I recently was told that powders can vary pressures from lot to lot up to about 3% and different brass can make pressures vary up to about 3%. Is this true?? I am assuming that is why starting low is stressed so much.



> A guy can go broke buying every updated edition of the hardcover powder manufacter's books.


Sarge, I know buying the updated manuals gets a little spendy, but if it saves a $700 rifle, and/or my face I will come out ahead.


----------



## People (Jan 17, 2005)

Yes a new lot of powder can vary that much most of the time not so much. It is a good idea to run a few test rounds with a new batch of powder. If you are buying new brass and new powder it is in your best intrest to do some quick load development.

I use these books for my most used calibers. As I stated before they are a great reference as all reloading manuals are. You will have to test each load in each gun you will fire it is.

It is totaly crazy to just look in the book and say x is a max load and then load up some ammo with that speck. In your gun you may have a very short throat and your actual max load will be 1 gr lower than the book max.

EDIT

I have a 7mm STW and my max is 82gr of H1000 with a 140gr bullet. The Books are telling me it is 84gr of H1000 with a 140gr bullet. I tried to go up to 82.5 and man I had a sticky bolt so for my gun 82gr is max

END EDIT


----------



## NDTerminator (Aug 20, 2003)

Yep, the pressure generated by powder can vary, and all are affected to one degree or another by abient temperature and altittude. This is why I favore Hodgdon's Extreme Powders, as they are much less affected by these factors.

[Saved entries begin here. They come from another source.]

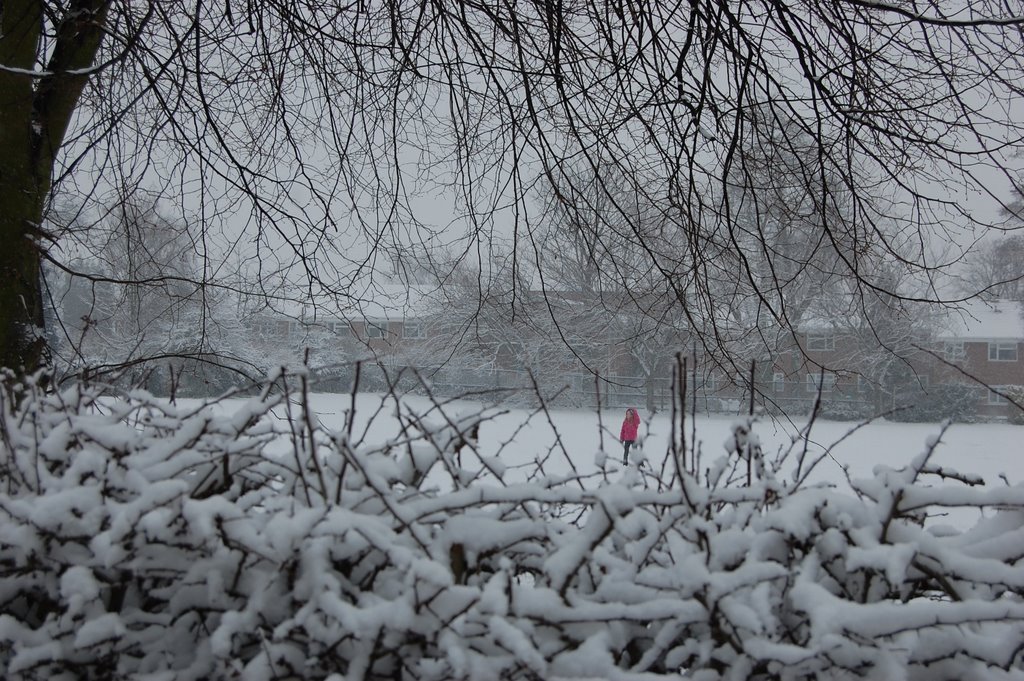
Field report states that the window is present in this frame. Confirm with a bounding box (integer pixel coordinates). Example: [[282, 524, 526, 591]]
[[288, 320, 303, 338], [989, 342, 1018, 362], [806, 372, 836, 393], [255, 319, 281, 337], [328, 321, 352, 337], [943, 341, 966, 361], [366, 323, 385, 339], [807, 334, 835, 352], [403, 321, 424, 339], [989, 388, 1010, 405], [773, 371, 786, 393]]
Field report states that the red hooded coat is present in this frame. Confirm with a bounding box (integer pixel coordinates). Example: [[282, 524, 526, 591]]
[[620, 408, 639, 442]]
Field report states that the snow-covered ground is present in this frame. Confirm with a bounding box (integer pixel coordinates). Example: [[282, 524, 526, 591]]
[[296, 393, 1020, 476], [267, 391, 1024, 529]]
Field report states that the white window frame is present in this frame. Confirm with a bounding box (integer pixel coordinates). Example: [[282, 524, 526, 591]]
[[807, 334, 835, 352], [988, 387, 1010, 405], [366, 323, 385, 339], [988, 342, 1018, 362], [773, 371, 786, 393], [943, 341, 966, 361], [330, 321, 352, 337], [403, 321, 424, 339], [806, 372, 836, 394]]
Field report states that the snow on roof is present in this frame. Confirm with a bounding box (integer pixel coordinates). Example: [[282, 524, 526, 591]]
[[351, 283, 442, 321], [935, 299, 1024, 341], [254, 281, 444, 323]]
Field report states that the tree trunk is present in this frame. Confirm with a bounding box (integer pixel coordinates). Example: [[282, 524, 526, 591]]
[[0, 170, 47, 375], [0, 0, 110, 375], [0, 0, 46, 374], [645, 370, 656, 413]]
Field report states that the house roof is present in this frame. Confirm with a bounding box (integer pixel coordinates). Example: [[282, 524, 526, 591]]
[[935, 299, 1024, 341], [250, 281, 444, 323]]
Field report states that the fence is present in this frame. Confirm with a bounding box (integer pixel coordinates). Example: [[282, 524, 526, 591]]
[[259, 361, 1004, 422], [309, 363, 886, 418]]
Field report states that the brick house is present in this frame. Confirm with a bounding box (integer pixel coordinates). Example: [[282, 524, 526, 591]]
[[245, 284, 439, 384], [248, 284, 1024, 419], [931, 299, 1024, 420], [765, 299, 1024, 420]]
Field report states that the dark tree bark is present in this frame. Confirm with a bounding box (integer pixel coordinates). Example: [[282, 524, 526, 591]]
[[0, 0, 109, 374]]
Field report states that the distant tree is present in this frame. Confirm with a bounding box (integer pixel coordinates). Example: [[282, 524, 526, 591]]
[[959, 234, 1024, 301], [1005, 173, 1024, 225], [52, 196, 258, 393], [414, 255, 601, 402], [533, 164, 658, 296], [721, 111, 862, 331], [531, 166, 676, 406]]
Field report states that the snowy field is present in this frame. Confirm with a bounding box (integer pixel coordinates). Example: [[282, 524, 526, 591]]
[[232, 391, 1024, 530]]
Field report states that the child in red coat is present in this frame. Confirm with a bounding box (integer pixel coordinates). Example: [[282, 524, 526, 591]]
[[620, 407, 640, 464]]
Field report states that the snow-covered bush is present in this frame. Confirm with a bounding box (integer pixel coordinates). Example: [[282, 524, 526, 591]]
[[1, 372, 1023, 680], [890, 384, 980, 424], [817, 398, 875, 422], [1005, 387, 1024, 425]]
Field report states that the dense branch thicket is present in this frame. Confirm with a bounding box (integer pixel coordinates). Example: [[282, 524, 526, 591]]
[[1, 372, 1022, 679], [1, 0, 1021, 379]]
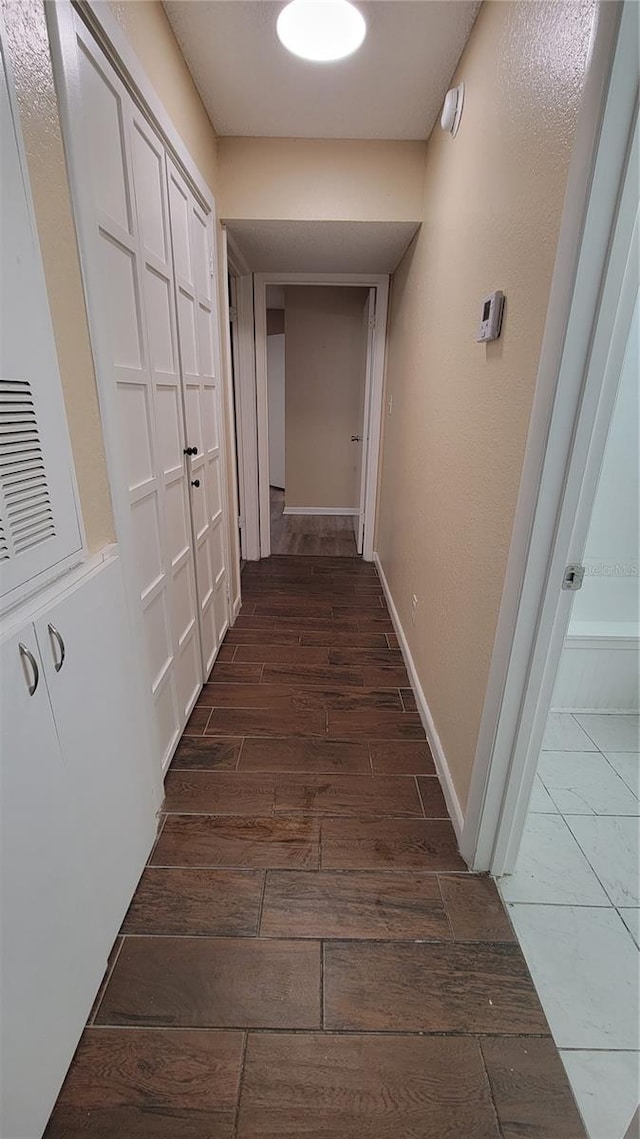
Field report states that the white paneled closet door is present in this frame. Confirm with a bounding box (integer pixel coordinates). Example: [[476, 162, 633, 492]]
[[73, 28, 202, 768], [167, 160, 230, 674], [128, 108, 202, 726]]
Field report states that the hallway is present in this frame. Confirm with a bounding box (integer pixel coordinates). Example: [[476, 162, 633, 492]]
[[45, 557, 586, 1138], [270, 487, 358, 556]]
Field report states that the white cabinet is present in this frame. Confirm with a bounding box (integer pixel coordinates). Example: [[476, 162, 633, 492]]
[[0, 557, 157, 1139], [0, 32, 82, 611]]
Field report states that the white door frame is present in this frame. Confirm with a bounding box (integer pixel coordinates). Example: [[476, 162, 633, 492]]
[[460, 0, 638, 873], [47, 0, 240, 768], [254, 272, 389, 560], [226, 234, 260, 561]]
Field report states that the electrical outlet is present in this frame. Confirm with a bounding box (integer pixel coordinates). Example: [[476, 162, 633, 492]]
[[411, 593, 418, 626], [388, 394, 393, 415]]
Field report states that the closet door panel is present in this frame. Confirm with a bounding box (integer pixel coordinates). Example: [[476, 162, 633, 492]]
[[74, 30, 181, 768], [129, 110, 201, 724], [168, 160, 230, 673]]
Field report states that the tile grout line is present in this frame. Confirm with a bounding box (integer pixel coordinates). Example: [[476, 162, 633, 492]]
[[232, 1030, 249, 1139]]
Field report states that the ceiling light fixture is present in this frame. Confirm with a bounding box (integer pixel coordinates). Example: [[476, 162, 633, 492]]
[[276, 0, 366, 63]]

Another critical pressure variance factor can often be found in different capacity of makes/lots of brass. This is mainly an issue of military rifle brass but can happen with factory brass, and can drive a person nuts. It's not unusual for the case capacity to be significantly different which can lead to an otherwise safe load being compressed, with attendant pressures through the roof. This is why it's generally not a good idea to mix brass types when loading.

Military brass will turn your hair gray, in this regard. when loading 308's I've found military brass can be a good couple grains less capacity than the Federal Match stuff I favor. I don't even mess around with the stuff anymore as my hair is gray enough already...

When working up a new load, I start by checking several manuals for the bullet weight & powder I'm going to work with, not just the ones related to the specific bullet & powder companies. That gives me a good idea of the min/max range. I then start min and work up. Rarely do I end up with a true max load, usually I settle on a grain or even more below the low-mid range published max...

Over time, via experimentation you will find the bullet types you can play around with or interchange. In varmint calibers I've found that Nosler BT's interchange with Hornadys VMax and Sierra Blitz Kings, for example. In big game calibers, Sierra, Hornady, and Speer's BTSPs in the same calibers/weights interchange just fine (although that's not to say that any neccessarily share POI when loaded the same).

BTW, the loads I've found that have the surest safety margin with actual performance closest to the published figures are from the Speer manual...

Again though, and I can't stress this enough, the culprit in your case is those solid brass/bronze/whatever construct bullets. Not being anywhere near as soft as even a lead bonded bullet, they will quickly lead to pressure problems if not loaded exactly to the specific bullet's recipe.

As an aside, steel shot loads will do the same thing, as opposed to lead shot loads which give more leeway due to lead's compressability...


----------



## nesika308 (Oct 23, 2008)

I have the .308 Win book and it is of no use to me. I will mail it to the first one who wants it.


----------